Do you collect a range of bottles or do you specialize in a certain field. I collect only Sask. bottlers.


----------



## Jazepeters (Jun 16, 2020)

This is Jason you visited the other day. I just joined the group.


----------



## ROBBYBOBBY64 (Jun 16, 2020)

Jazepeters said:


> I figured I would ad mine here. Also have bottle opener.

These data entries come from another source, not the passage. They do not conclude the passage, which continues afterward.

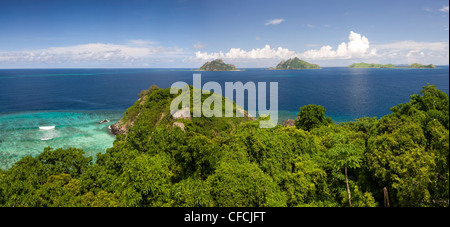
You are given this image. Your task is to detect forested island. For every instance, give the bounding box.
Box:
[0,85,449,207]
[198,59,240,71]
[269,57,321,70]
[348,62,436,69]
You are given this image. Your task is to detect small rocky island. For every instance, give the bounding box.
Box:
[198,59,240,71]
[269,57,321,70]
[348,62,436,69]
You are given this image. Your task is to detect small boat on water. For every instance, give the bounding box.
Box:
[39,126,55,130]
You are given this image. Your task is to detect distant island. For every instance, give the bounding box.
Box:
[348,62,436,69]
[198,59,241,71]
[269,57,321,70]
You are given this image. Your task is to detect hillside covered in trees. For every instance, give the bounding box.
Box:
[0,85,449,207]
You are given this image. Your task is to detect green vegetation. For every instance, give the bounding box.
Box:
[408,63,436,69]
[198,59,238,71]
[270,57,320,70]
[0,85,449,207]
[348,62,436,69]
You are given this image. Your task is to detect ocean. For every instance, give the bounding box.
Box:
[0,66,449,169]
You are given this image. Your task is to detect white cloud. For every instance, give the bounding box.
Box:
[0,40,184,66]
[300,31,377,60]
[195,45,295,60]
[195,31,449,66]
[194,42,206,49]
[264,18,284,26]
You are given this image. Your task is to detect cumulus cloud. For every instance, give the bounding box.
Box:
[195,45,296,60]
[300,31,377,60]
[195,31,449,65]
[194,42,206,49]
[196,31,376,60]
[264,18,284,26]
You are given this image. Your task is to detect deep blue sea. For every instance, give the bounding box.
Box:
[0,66,449,169]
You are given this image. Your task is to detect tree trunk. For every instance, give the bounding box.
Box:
[345,165,352,207]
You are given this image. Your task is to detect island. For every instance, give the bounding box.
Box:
[348,62,436,69]
[269,57,321,70]
[197,59,241,71]
[348,62,395,69]
[408,63,436,69]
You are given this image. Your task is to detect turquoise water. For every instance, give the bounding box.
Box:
[0,111,123,169]
[0,66,449,169]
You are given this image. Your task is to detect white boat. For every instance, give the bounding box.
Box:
[39,126,55,130]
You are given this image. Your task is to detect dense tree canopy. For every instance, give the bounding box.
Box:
[0,85,449,207]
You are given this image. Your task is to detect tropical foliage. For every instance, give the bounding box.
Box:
[0,85,449,207]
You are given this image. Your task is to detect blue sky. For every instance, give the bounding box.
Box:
[0,0,449,68]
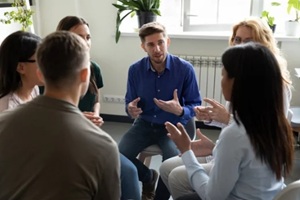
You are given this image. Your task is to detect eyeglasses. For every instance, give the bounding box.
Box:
[19,59,36,63]
[233,36,253,44]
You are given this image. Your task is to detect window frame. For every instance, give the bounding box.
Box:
[181,0,265,32]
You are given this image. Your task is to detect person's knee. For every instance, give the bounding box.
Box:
[168,166,189,187]
[159,157,182,177]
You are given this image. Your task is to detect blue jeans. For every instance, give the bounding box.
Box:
[120,154,141,200]
[119,118,179,200]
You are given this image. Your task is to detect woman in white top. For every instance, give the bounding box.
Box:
[166,42,294,200]
[160,18,292,197]
[0,31,41,112]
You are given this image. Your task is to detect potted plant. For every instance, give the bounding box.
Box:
[285,0,300,36]
[112,0,160,43]
[0,0,33,31]
[261,2,280,33]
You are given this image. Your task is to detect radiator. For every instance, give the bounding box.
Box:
[178,55,225,105]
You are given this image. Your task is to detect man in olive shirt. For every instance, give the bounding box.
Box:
[0,32,120,200]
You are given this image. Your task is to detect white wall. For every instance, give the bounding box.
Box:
[0,7,22,44]
[35,0,300,115]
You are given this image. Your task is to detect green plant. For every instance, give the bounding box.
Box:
[0,0,34,31]
[287,0,300,22]
[261,2,280,27]
[112,0,160,43]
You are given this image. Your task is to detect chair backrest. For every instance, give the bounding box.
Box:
[274,180,300,200]
[185,117,196,140]
[290,107,300,127]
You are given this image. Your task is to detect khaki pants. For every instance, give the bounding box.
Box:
[159,156,212,199]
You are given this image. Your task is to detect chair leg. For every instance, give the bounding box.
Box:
[138,152,152,167]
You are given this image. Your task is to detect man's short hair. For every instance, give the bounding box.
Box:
[37,31,89,87]
[139,22,167,42]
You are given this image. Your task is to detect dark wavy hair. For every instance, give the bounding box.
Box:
[222,42,294,180]
[56,16,99,95]
[0,31,41,98]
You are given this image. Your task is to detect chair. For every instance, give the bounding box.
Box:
[273,180,300,200]
[138,117,196,167]
[290,107,300,147]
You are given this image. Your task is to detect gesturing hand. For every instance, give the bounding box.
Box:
[153,89,183,116]
[165,122,191,154]
[204,98,230,124]
[191,129,215,157]
[194,106,212,121]
[194,98,230,124]
[127,97,143,118]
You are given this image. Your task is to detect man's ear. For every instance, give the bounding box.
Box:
[36,68,45,85]
[80,67,90,82]
[167,37,171,47]
[16,62,24,74]
[141,42,147,52]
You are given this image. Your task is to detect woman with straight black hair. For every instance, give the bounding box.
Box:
[0,31,42,112]
[166,42,294,200]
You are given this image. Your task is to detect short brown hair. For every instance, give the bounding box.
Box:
[139,22,167,42]
[37,31,89,88]
[56,16,89,31]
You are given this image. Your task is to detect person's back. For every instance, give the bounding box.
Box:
[0,31,120,200]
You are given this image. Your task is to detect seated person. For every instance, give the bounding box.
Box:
[166,42,294,200]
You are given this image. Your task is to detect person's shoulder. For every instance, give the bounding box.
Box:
[83,125,117,149]
[91,61,100,71]
[129,56,150,70]
[0,93,11,112]
[168,54,193,67]
[220,121,248,142]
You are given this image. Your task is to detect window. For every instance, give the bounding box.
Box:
[121,0,286,33]
[183,0,263,31]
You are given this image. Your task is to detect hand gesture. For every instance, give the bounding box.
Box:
[127,97,143,119]
[204,98,230,124]
[153,89,183,116]
[194,106,212,122]
[165,122,191,154]
[191,129,215,157]
[194,98,230,124]
[83,112,104,126]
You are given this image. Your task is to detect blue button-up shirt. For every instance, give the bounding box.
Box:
[125,54,201,124]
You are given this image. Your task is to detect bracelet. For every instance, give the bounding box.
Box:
[179,107,184,117]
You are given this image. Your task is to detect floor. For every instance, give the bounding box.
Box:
[102,121,300,199]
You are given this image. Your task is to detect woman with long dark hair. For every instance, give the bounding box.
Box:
[0,31,42,112]
[166,42,294,200]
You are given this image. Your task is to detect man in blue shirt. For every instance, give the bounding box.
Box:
[119,22,201,200]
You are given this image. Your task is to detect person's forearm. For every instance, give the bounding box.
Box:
[94,102,100,116]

The Embossed Pachal's on the left is PBW embossing on the bottom, Point Bottling Works? Pachal's bottling works?
ROBBYBOBBY64.


----------



## teamballsout (Jun 16, 2020)

Hey ROBBYBOBBY64 I do believe it stands for Pioneer bottling works! That’s who bottled Pachal’s as seen on my serving tray on the previous page here is a picture of the bottom of one of mine. Consumers glass out of Montreal Quebec is who produced the bottle.


----------



## ROBBYBOBBY64 (Jun 17, 2020)

teamballsout said:


> Hey ROBBYBOBBY64 I do believe it stands for Pioneer bottling works! That’s who bottled Pachal’s as seen on my serving tray on the previous page here is a picture of the bottom of one of mine. Consumers glass out of Montreal Quebec is who produced the bottle.View attachment 208798


Oh yeah you are in Canada. I should have known. Point is in Pennsylvania.  Thanks for the reply. Great bottles. I am quite fond of the embossed ones. 
ROBBYBOBBY64.


----------



## Jazepeters (Jun 17, 2020)

ROBBYBOBBY64 said:


> The Embossed Pachal's on the left is PBW embossing on the bottom, Point Bottling Works? Pachal's bottling works?
> ROBBYBOBBY64.


That's interesting.  I would have assumed Pachals.


----------



## ROBBYBOBBY64 (Jun 18, 2020)

Beautiful tray. I now do see the pioneer name big and bold. If it had teeth it would have bit me!
ROBBYBOBBY64.


----------